15 Jul

Dying to work: The relationship between work and human development

The deaths of Mohamed Bouazizi and Michael O’Sullivan show that work is more than just an activity, intimately tied to our perceptions of well-being and empowerment.

I recently met an elderly man in East London who had a permanent knee injury that had prevented him from working for the past 15 years. As a result, he relied on social welfare benefits to cover his living costs. A year ago, he received a letter from his local authority that his claim to welfare benefits was under review and he would be subjected to a ‘fit-for-work’ assessment to determine whether he was indeed ‘fit’ enough to work. This ‘fit-to-work’ government assessment has already been directly linked to the suicide of a benefit claimant, Michael O’Sullivan. Despite having a long-term history of mental health problems that rendered him unable to work, O’Sullivan was informed that he would be placed on job seekers allowance benefits while a job would be found for him. This decision led him to take his own life.

On 17 December 2010,  Mohamed Bouazizi, a 26-year-old street vendor from Sidi Bouzid, Tunisia, doused himself with gasoline and set himself on fire in the middle of traffic. An hour before, local police had confiscated his cart of produce under a disputed charge (believed to be a bribe) that he did not have a vendor’s permit. His last words before setting himself on fire were, ‘How do you expect me to make a living?’ Bouazizi’s story might have gone unnoticed had his act not been a catalyst for the Tunisian Revolution and the ensuing uprisings across the Arab world.

My conversation with this elderly man, Bouazizi’s story and the increasing scrutiny of the UK’s fit-for-work assessments that caused O’Sullivan’s suicide has led me to explore the nature of work itself and what it means for human development. Journalist and author, Jeremy Seabrook, wrote an article analysing the etymology of the word ‘work’ in several European languages. His analysis revealed that in all the languages he studied, the word ‘Work was {perceived as} compulsion and punishment, an existential affliction which promised neither wellbeing nor even an assured sustenance.’

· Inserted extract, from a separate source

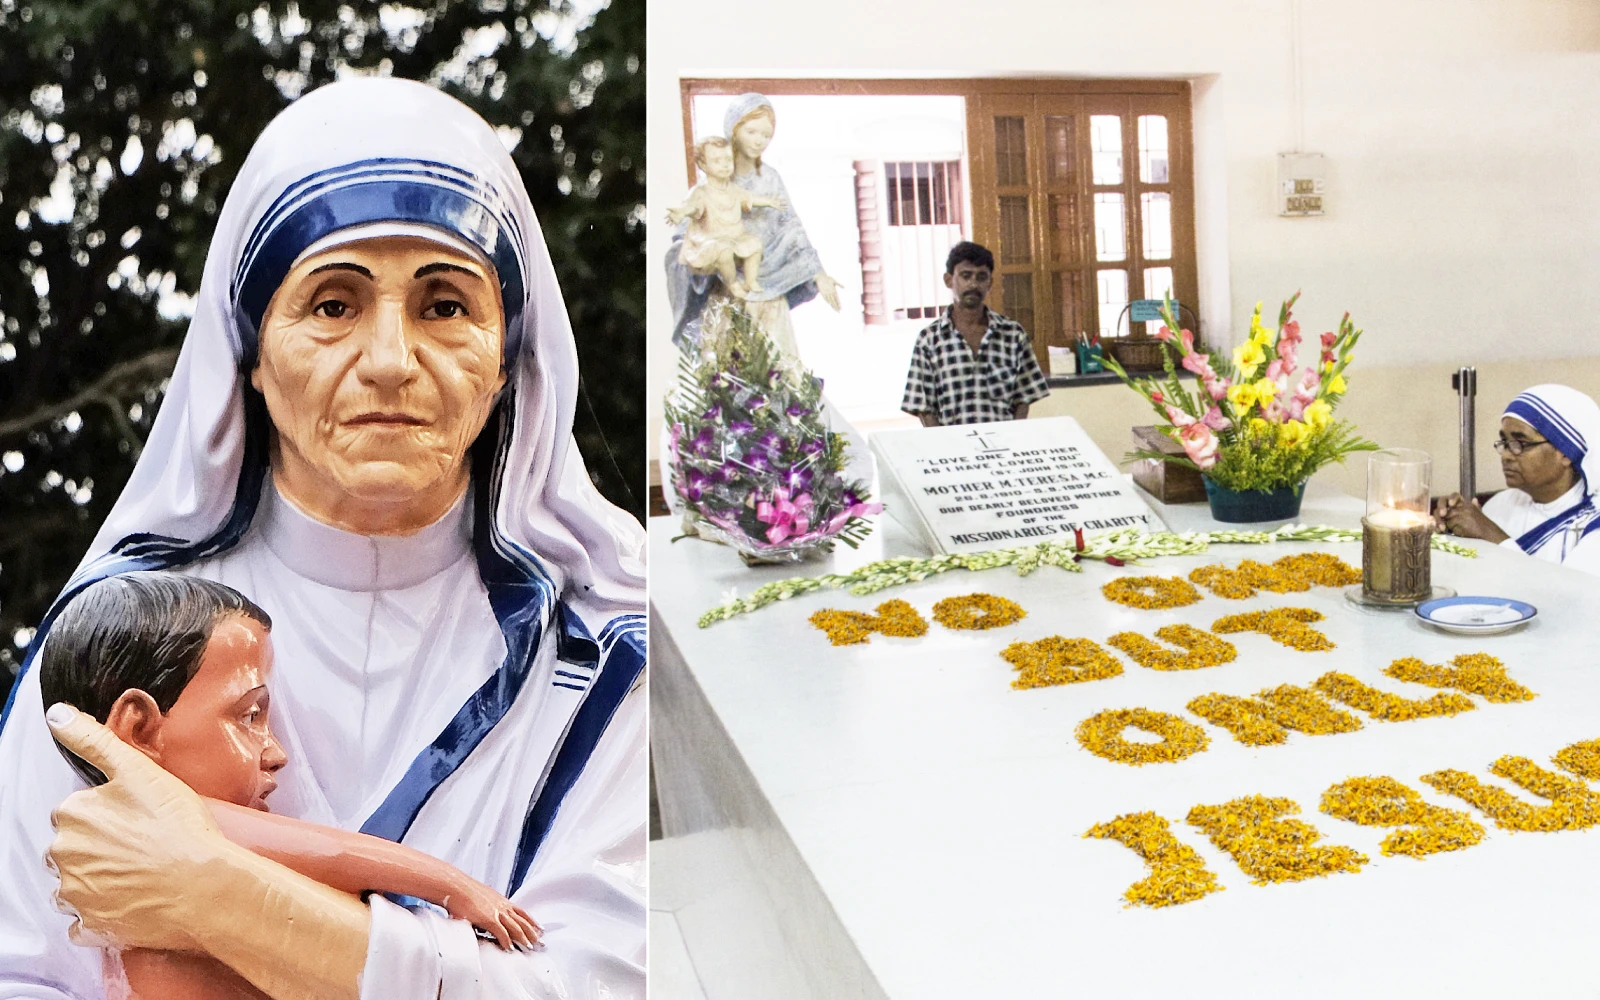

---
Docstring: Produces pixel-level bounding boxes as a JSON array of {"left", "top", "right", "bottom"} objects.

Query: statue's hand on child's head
[{"left": 46, "top": 702, "right": 225, "bottom": 952}]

Bouazizi and Sullivan, two men from two different continents, were not living to work or working to live but dying to work in two very different ways. Bouazizi’s attempt to pursue work that improved his life conditions led to his death while Sullivan’s attempt to reject work that worsened his life conditions him was the trigger for his suicide. Despite Seabrook’s conclusion, Sullivan’s and Bouazizi’s deaths demonstrate that work is more than just an activity; it is intimately tied to our perceptions of well-being and the process of empowerment.

Work in the right context is an enabler of human development defined in the 2015 Human Development Report as ‘enlarging choices, emphasizing a long, healthy and creative life and highlighting the need for expanding capabilities and creating opportunities.’ In the wrong context, work is a disabler of human development detracting from one’s capabilities and opportunities available to improve their well-being.

Identifying the right context is complex and highly nuanced in today’s world where seismic trends such as globalisation and the relationship between labour and capital is continuously in flux. However, two key points are critical to understanding the relationship between work and human development. Firstly, the definition of work goes beyond being a productive activity to include other activities such as unpaid work and care work. Secondly, access to quality work rather than just access to work should be the key focus of our efforts. As explained in the 2015 Human Development report,

‘The link between work and human development is not automatic. It depends on the quality of work, the conditions of work, the societal value of work and so on. Whether people have a job is important, as are other issues. For example: Is work safe? Are people fulfilled and satisfied by their work? Are there prospects for advancement? Does employment support a flexible work–life balance? Are there equal opportunities for women and men? The quality of work also includes whether a job provides dignity and a sense of pride and whether it facilitates participation and interaction.’

Over the next few blog posts, I will explore the negative and positive relationship between work and human development digging deeper on the various manifestations of work, and how it connects and divides us across borders, genders and within the international development sector.